As a child of the Napster generation, the idea of “free” music is something that has a long and fraught history. Until Napster’s debut in 1999, it was simply assumed that you would fork out $20 for a CD because what other option did you have? Online music was largely relegated to downloading (in retrospect, hilariously awful) MIDI files with their keytar-like takes on music both new and old (amazingly, they still exist). Wholesale downloading of songs was science fiction. Then Napster popped up, and everything changed. Even after the well-publicised war waged between Napster and Metallica ended with the shut-down of Napster in 2001, the genie was out of the bottle and eventually the iPod cemented the change to digital formats.

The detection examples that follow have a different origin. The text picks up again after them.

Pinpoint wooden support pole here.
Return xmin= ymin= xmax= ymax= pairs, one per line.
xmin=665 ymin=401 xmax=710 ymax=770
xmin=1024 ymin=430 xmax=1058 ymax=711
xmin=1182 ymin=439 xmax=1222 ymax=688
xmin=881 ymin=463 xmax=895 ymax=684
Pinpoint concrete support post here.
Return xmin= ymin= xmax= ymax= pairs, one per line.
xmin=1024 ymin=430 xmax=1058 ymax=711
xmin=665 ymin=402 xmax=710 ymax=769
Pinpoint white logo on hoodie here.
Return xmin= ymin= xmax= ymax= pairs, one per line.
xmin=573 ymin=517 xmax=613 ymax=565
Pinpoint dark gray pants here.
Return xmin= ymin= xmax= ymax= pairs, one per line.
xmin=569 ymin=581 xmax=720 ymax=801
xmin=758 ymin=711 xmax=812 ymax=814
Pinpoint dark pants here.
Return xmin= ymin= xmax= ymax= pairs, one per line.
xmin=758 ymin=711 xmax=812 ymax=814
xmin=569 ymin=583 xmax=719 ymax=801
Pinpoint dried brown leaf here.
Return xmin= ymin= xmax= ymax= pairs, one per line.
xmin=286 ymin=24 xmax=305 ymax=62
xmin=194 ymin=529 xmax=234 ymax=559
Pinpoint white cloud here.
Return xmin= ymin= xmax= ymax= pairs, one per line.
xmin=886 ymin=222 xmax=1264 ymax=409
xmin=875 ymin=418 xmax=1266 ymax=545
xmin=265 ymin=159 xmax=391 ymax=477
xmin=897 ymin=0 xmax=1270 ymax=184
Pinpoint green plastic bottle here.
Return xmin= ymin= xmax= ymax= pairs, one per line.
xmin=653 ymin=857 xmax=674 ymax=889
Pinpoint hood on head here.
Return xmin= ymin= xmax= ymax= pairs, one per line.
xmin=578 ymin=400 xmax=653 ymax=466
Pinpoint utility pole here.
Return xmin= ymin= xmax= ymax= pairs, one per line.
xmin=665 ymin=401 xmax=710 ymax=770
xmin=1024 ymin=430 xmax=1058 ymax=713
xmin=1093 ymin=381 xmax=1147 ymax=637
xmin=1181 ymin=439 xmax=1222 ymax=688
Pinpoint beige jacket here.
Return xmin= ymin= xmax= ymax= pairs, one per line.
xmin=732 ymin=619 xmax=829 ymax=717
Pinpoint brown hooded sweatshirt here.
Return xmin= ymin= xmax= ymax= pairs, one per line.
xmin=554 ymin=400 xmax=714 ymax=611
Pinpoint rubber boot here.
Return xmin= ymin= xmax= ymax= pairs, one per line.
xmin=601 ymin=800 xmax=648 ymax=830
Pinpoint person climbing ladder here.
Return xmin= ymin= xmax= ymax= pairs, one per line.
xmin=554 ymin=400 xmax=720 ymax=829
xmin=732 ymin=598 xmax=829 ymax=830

This blog post is not, however, about the well-publicised sea change in the music industry over the past decade and a half, along with the legal ramifications that are still being determined (although if you want to know about copyright and sound recordings, this is a good start). Instead, I wanted to direct our readers to a fantastic resource for free, high-quality, easily accessed and downloadable music (and is indirectly related to our own library – as well as many others).
A recent article published in the New Yorker entitled “Deadhead” chronicled the writer’s obsession with the Grateful Dead – particularly the obsessive way in which Deadheads regard the Grateful Dead’s live recordings. While the idea of recording a band’s live recordings in this day and age is as easy as pulling out a smart phone, the Dead actively encouraged these recordings, which, at the time, required oftentimes tremendously complicated setups, so long as they were traded for free. There now exists an enormous wealth of Grateful Dead tapes; however, given that they are in a physical format, many are sub-par recordings that are deteriorating further with age. Cue the Internet Archive.
Many of our users will note that searches for historic legal material will link to the Internet Archive, which is an enormous undertaking that is occurring at libraries and beyond. The Osgoode Library has even contributed material. However, it is not solely books that are being collected, but also a tremendous amount of live music as well, including – you guessed it – the Grateful Dead, who have an impressive 9,368 shows included. There are also archives for other venerable acts such as the Smashing Pumpkins, the Drive-By Truckers, and My Morning Jacket. Files can be downloaded in various formats (including uncompressed FLAC files) or streamed. There are also podcasts, virtual record labels, audio books, and much more.
Just remember that when you’re in the library – keep it down.